GENOMICS AND THE FUTURE OF CANCER TREATMENT

Centuries ago, when disease was thought to result from a disruption of the body’s four basic “humors” – fluids that collectively governed health – treatments were designed to bring them back into balance. “Therapies,” some of them ghastly by modern standards, were intended to relieve patients of harmful surpluses of certain humors.

Thankfully, medicine has advanced far beyond that era. However, it’s clear that how we understand or conceptualize a disease affects how we treat it. Those who will look back on our efforts decades from now may marvel at the limitations of our knowledge about the true nature of the diseases we sought to conquer.

Consider cancer. For more than a century, cancers have been classified by the organ or tissue where they begin – the breast, lungs, bone marrow, digestive system, and so on – and therapies have been geared to those specific areas. Fortunately, as we’ve learned more about the basic biological processes at work in cancer, a new perspective has emerged. Soon, we may regard the organ-based conceptions as being as outmoded as the “humors.”

Increasingly, we’re able to study cancer not only at the most fundamental, molecular level but also at the level of interacting systems and networks. We have gained crucial insights, for example, into how the immune system fights cancer and why that fight isn’t always successful. We’ve learned how tumors tap into the body’s bloodstream for nourishment and how those supply lines can potentially be shut off. We’ve learned how tumors communicate with healthy, surrounding tissue, and how that neighboring tissue sometimes abets the cancer process.

The best known of these advances in “systems” biology, perhaps, is genomics, which provides a “snapshot” of gene activity within a cell. As our knowledge grows, there has been a shift away from viewing cancer in terms of the organ where a tumor forms, and toward a concern with the genetic instructions that govern both the growth and division of individual tumor cells and the interaction of the tumor with the person who serves as its unwilling host.

To carry this work forward, we need a far more collaborative approach to research, with an emphasis on rapidly converting basic scientific insights into practical treatments that work in patients. By creating “Dream Teams” of scientists and specialists from different disciplines, Stand Up To Cancer is mobilizing precisely this kind of effort. It is one reason why the program holds so much promise for turning the tide against cancer.

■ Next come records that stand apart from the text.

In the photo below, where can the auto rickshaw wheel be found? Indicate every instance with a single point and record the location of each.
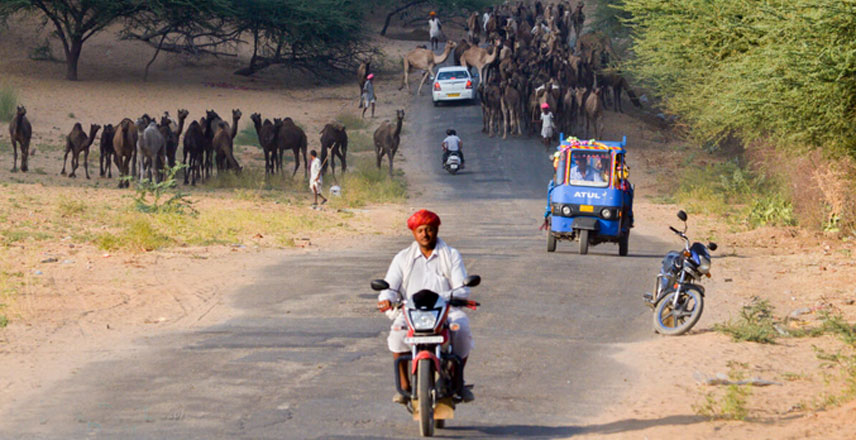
(583, 241)
(623, 243)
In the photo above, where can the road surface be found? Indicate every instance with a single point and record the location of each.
(304, 353)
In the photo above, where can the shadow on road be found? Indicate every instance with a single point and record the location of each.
(550, 432)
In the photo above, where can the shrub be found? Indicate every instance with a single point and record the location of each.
(8, 103)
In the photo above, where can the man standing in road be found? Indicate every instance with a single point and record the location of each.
(368, 94)
(434, 30)
(428, 263)
(315, 178)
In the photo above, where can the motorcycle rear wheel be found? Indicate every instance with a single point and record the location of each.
(675, 321)
(425, 381)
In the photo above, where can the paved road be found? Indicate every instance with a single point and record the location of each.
(305, 354)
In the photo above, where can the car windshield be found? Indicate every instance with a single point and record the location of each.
(454, 74)
(589, 168)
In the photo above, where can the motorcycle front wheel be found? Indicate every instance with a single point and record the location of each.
(425, 381)
(676, 319)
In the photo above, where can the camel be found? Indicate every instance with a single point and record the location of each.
(151, 149)
(512, 104)
(171, 131)
(125, 150)
(209, 127)
(20, 131)
(459, 50)
(423, 59)
(362, 71)
(266, 134)
(194, 146)
(335, 138)
(491, 97)
(76, 142)
(224, 148)
(479, 58)
(290, 136)
(223, 143)
(387, 138)
(107, 150)
(594, 112)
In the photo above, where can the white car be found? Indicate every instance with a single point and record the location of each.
(453, 84)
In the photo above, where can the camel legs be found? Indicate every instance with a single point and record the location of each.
(15, 149)
(65, 158)
(86, 162)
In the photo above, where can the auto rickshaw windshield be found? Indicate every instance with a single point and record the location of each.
(589, 168)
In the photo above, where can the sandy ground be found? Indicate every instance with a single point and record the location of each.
(86, 302)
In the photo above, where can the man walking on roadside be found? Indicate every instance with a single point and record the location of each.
(315, 178)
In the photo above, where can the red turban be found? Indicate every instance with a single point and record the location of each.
(423, 217)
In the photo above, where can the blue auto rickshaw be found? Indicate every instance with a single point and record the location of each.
(589, 197)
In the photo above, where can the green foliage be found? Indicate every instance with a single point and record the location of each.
(782, 69)
(247, 136)
(8, 103)
(365, 184)
(755, 323)
(728, 189)
(149, 194)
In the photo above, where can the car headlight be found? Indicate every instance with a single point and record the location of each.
(423, 319)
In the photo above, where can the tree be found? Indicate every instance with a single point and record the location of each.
(75, 21)
(183, 26)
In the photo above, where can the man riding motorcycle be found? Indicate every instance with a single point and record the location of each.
(428, 263)
(452, 143)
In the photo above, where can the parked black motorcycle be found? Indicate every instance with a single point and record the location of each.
(678, 299)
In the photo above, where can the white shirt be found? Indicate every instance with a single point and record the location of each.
(453, 143)
(315, 170)
(419, 272)
(434, 27)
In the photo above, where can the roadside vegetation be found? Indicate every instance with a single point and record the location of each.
(779, 80)
(8, 102)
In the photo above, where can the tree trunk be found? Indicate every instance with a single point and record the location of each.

The trend toward a genomic approach to cancer is gaining momentum every day. Research has shown, for example, that certain lung cancers have some of the same abnormal, or mutated, genes as some brain cancers. Gene mutations that sometimes show up in breast and ovarian cancers also occasionally appear in prostate cancers. Such similarities may turn out to be far more significant, from a treatment standpoint, than the fact that the tumors arose in different organs. A striking example of this occurred earlier this year. A patient with metastatic melanoma – an often fatal cancer that begins in the skin – came to Dana-Farber Cancer Institute, in Boston, for treatment. Genetic tests showed that her tumors harbored a mutated gene called KIT, which is often found in patients with chronic myelogenous leukemia (CML). Her doctors treated her with the drug Gleevec, which was originally designed for CML patients with mutations in KIT. The result: her cancer went into complete remission – the first time that has ever been accomplished in metastatic melanoma. She and an increasing number of others like her provide another lesson: every person’s tumor is unique. That is why the goal of “personalized medicine” is so compelling.

Cancer has always been known as an illness of many guises. When we talk about cancer today, we’re actually referring to a family of diseases – more than 400 in all – characterized by the uncontrolled growth and spread of abnormal cells. As we begin to identify cancers by their genetic “signatures” – the specific set of mutated genes within their DNA – it may turn out that there are even more types and subtypes than we currently recognize.

The shift from an organ-focused to a gene-focused approach to cancer is already having a profound effect on the way cancer is treated. The impact can be seen particularly clearly in breast cancer. Not too many years ago, breast tumors were categorized and treated primarily by their size, the degree to which they had invaded surrounding tissue or sloughed off cells into the lymph system, and their appearance under a pathologist’s microscope.